Der erstreckt sich über vier Etagen, die je einem Thema gewidmet sind. Er beginnt im hoch aufragenden vierten Stockwerk, dem „Observatorium“. Dort weist zunächst ein überdimensioniertes, arg in die Länge montiertes Kameraobjektiv von Beatrice Marchi mit dem Titel „The Photographer Lens“ nach draußen. Andere Kunstwerke hier erscheinen wie archäologische Artefakte, wie Überbleibsel einer Katastrophe. Auch die Eighties-Popsongs, die der bosnisch-französische Künstler Bojan Šarčevic leise aus einem sarkophagartigen Eisschrank tönen lässt. Seine Installation „Sentimality is the Core“ von 2018 erinnert an eine Dekade, in der die Popkultur zugleich die Depression und die Euphorie einer No Future zelebrierte.

Im zweiten Stock, dem „Third Earth Archive“, eröffnet DeForrest Brown, Jr. seine Recherchen zur Geschichte des Techno, wenn er auf raumhohen Regalen eine umfangreiche Plattensammlung ausbreitet. Dazwischen tauchen auf digitalen Sci-Fi-Bildern die afrofuturistischen Superhelden in Unterwasserlandschaften von AbuQadim Haqq auf. In der raumschiffartigen Installation des „Third Earth Archive“ enträtseln sie den in der Technokultur von Detroit verankerten Mythos von Drexciya, von jenem Utopos Atlantis, das von Nachkommen Schwarzer Skla­v:in­nen bewohnt sein soll. Die Installation entwirft eine alternative Zeitrechnung und die beginnt „am Ende der Zukunft“. Zum Schluss dieses dichten Ausstellungsrundgangs verbinden sich in der 3-Kanal-Video­arbeit „Dove fermarsi?“ von Linda Jasmin Mayer Melancholie und Dystopie.

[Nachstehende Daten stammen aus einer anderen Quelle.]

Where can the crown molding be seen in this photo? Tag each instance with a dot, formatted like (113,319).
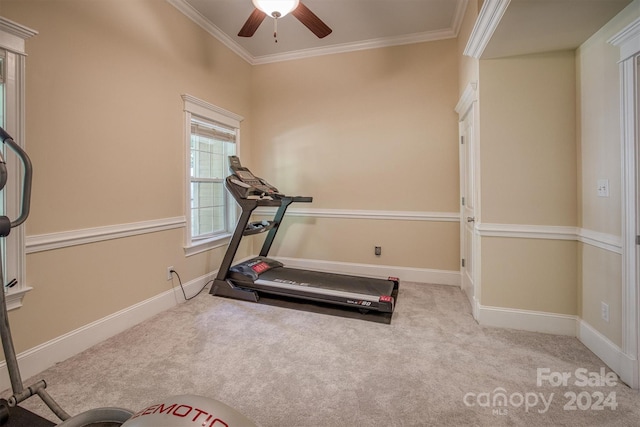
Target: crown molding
(490,15)
(200,20)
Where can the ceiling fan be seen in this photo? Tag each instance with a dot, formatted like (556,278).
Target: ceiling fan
(278,9)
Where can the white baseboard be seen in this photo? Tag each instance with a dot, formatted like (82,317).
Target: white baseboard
(621,363)
(527,320)
(41,357)
(408,274)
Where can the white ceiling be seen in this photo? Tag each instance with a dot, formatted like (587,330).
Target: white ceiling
(522,26)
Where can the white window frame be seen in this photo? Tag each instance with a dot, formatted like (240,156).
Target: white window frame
(199,108)
(12,45)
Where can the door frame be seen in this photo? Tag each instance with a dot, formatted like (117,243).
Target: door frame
(467,108)
(628,40)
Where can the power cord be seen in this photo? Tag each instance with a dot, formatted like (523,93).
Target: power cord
(182,287)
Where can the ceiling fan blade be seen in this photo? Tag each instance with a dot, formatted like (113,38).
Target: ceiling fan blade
(311,21)
(252,24)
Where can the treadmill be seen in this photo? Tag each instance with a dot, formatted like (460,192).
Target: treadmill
(262,275)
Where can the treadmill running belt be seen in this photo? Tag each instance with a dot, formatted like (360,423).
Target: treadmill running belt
(332,281)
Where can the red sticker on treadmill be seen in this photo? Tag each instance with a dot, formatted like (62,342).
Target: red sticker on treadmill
(260,267)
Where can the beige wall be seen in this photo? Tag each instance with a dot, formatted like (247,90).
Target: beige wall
(529,274)
(600,154)
(527,128)
(528,171)
(104,125)
(373,130)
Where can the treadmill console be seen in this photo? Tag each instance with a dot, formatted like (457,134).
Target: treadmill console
(248,186)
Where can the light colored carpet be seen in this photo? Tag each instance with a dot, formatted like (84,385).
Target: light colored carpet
(433,366)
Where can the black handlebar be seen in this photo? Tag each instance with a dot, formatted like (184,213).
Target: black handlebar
(25,204)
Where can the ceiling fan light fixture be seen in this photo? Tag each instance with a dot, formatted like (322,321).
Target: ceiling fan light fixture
(276,8)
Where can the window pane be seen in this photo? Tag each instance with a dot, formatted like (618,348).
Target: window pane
(211,208)
(207,208)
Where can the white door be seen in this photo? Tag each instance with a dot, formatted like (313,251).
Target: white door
(468,207)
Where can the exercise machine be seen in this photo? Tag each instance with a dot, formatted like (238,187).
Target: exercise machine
(262,275)
(175,411)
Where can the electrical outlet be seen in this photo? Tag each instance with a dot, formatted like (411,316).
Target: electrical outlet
(604,311)
(603,188)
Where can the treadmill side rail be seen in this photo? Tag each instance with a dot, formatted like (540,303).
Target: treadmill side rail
(225,288)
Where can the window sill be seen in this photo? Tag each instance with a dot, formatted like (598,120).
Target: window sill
(14,297)
(206,244)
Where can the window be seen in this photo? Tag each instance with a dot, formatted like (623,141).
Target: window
(212,135)
(12,90)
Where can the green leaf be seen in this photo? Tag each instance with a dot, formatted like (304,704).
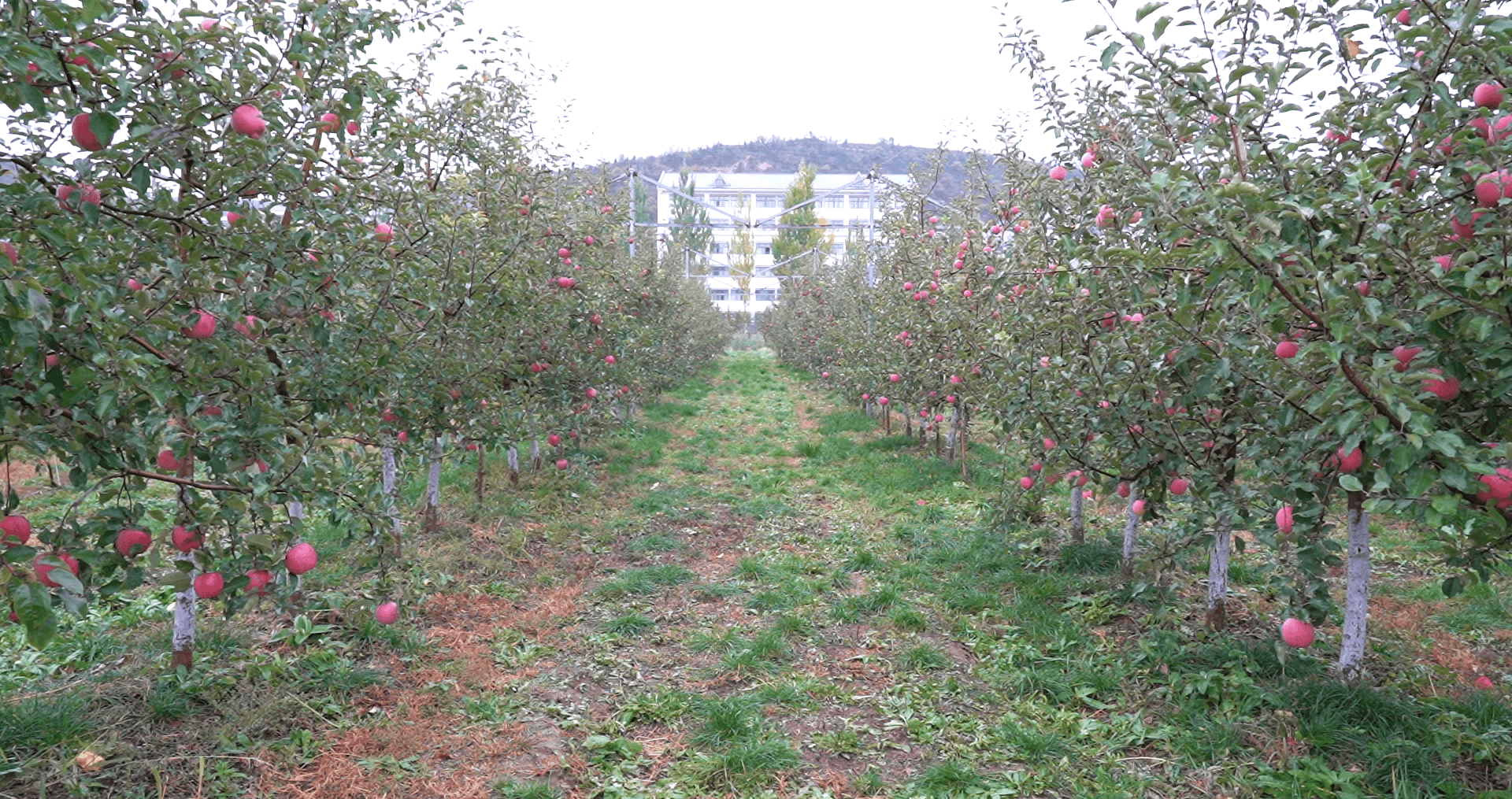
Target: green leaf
(1109,52)
(34,606)
(1147,9)
(103,126)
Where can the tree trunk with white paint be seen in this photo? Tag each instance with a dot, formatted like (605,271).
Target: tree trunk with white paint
(433,488)
(1078,529)
(185,618)
(1357,588)
(391,491)
(1217,575)
(1130,534)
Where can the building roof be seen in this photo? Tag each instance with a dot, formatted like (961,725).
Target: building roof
(765,182)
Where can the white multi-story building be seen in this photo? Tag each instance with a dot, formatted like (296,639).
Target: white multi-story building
(754,203)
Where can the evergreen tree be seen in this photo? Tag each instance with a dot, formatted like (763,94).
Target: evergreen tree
(795,241)
(687,212)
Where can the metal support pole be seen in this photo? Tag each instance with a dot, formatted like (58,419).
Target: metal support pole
(871,228)
(636,186)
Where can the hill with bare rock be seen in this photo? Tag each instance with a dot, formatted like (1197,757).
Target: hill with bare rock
(944,168)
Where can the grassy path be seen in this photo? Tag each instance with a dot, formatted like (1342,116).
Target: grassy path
(754,593)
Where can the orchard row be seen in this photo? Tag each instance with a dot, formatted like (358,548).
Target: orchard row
(1263,286)
(246,263)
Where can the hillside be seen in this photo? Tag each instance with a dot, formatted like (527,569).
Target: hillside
(775,154)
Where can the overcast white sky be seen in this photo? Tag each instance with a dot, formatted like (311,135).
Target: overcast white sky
(646,77)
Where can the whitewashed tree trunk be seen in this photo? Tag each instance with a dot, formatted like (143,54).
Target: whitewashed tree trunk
(185,611)
(1130,534)
(1217,575)
(1078,531)
(391,490)
(433,486)
(1357,588)
(185,620)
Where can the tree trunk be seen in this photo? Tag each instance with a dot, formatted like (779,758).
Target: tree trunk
(185,620)
(1130,535)
(1217,575)
(481,478)
(391,490)
(433,488)
(961,447)
(1078,529)
(1357,588)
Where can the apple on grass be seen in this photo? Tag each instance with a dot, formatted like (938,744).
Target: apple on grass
(302,557)
(1298,633)
(14,531)
(131,542)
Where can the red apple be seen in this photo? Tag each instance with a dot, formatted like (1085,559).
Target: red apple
(1298,633)
(14,531)
(169,463)
(83,136)
(248,121)
(131,542)
(302,559)
(1351,461)
(1488,95)
(209,585)
(1444,389)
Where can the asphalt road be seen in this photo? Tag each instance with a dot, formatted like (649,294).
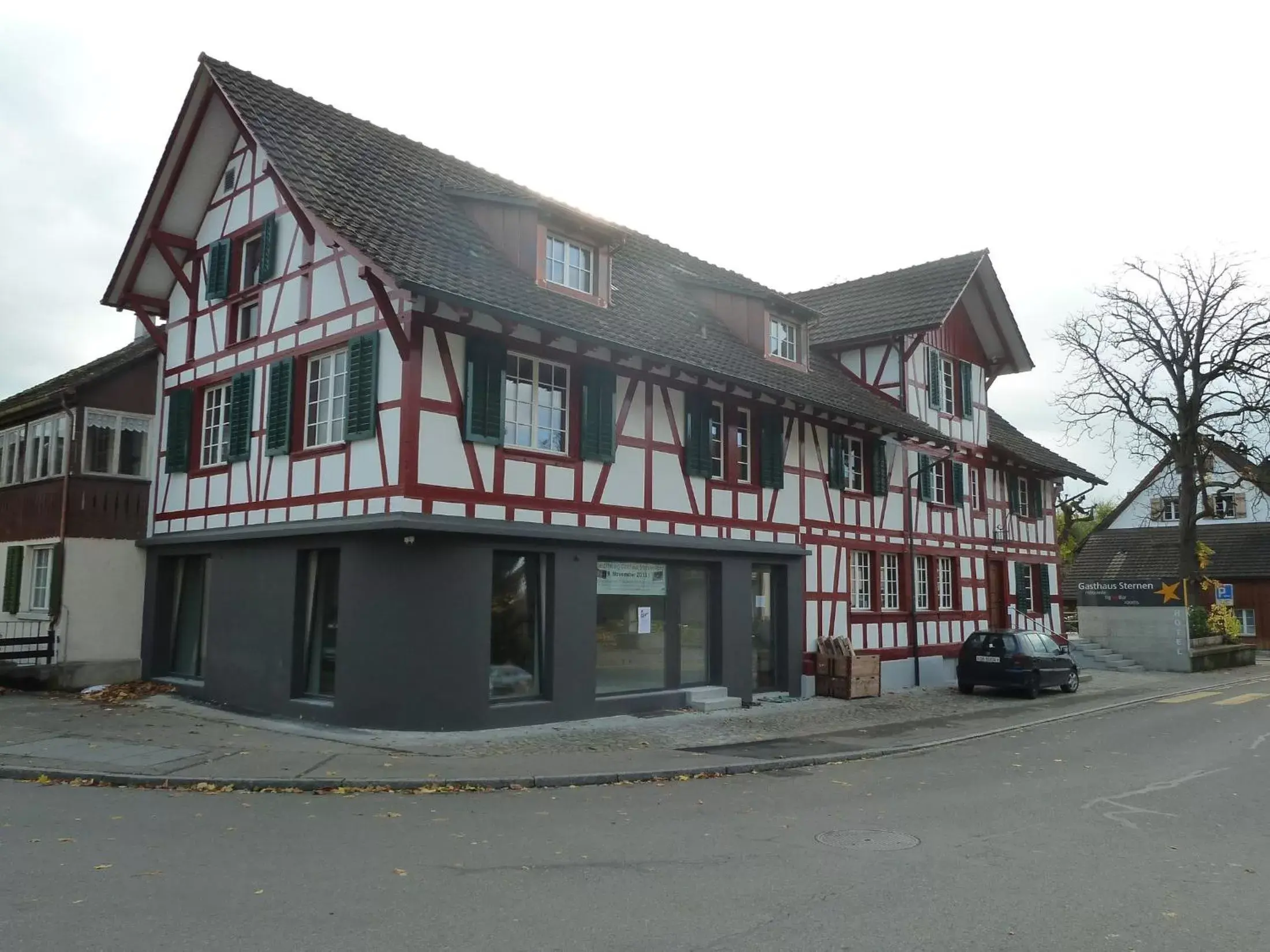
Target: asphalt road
(1142,829)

Hybride Wesen aus Vogel und Mensch bewegen sich da in einer nebeligen halb natürlichen, halb menschgemachten Landschaft.

Die Kunstwerke, sie seien „Maschinen für Emanzipation und Empowerment“, meinen die drei Kurator:innen. Der optimistische Glaube, der „Hope“ zugrunde liegt, ist nicht zu leugnen – und er neigt gar dazu, die manchmal zaudernde Kunst zu übertönen. Doch die Wochen, die seit Ausstellungseröffnung vergangen sind, scheinen die Diskrepanz zwischen der Idee eines Museums als „Hoffnungsmaschine“ und dem Stand der Dinge verstärkt zu haben.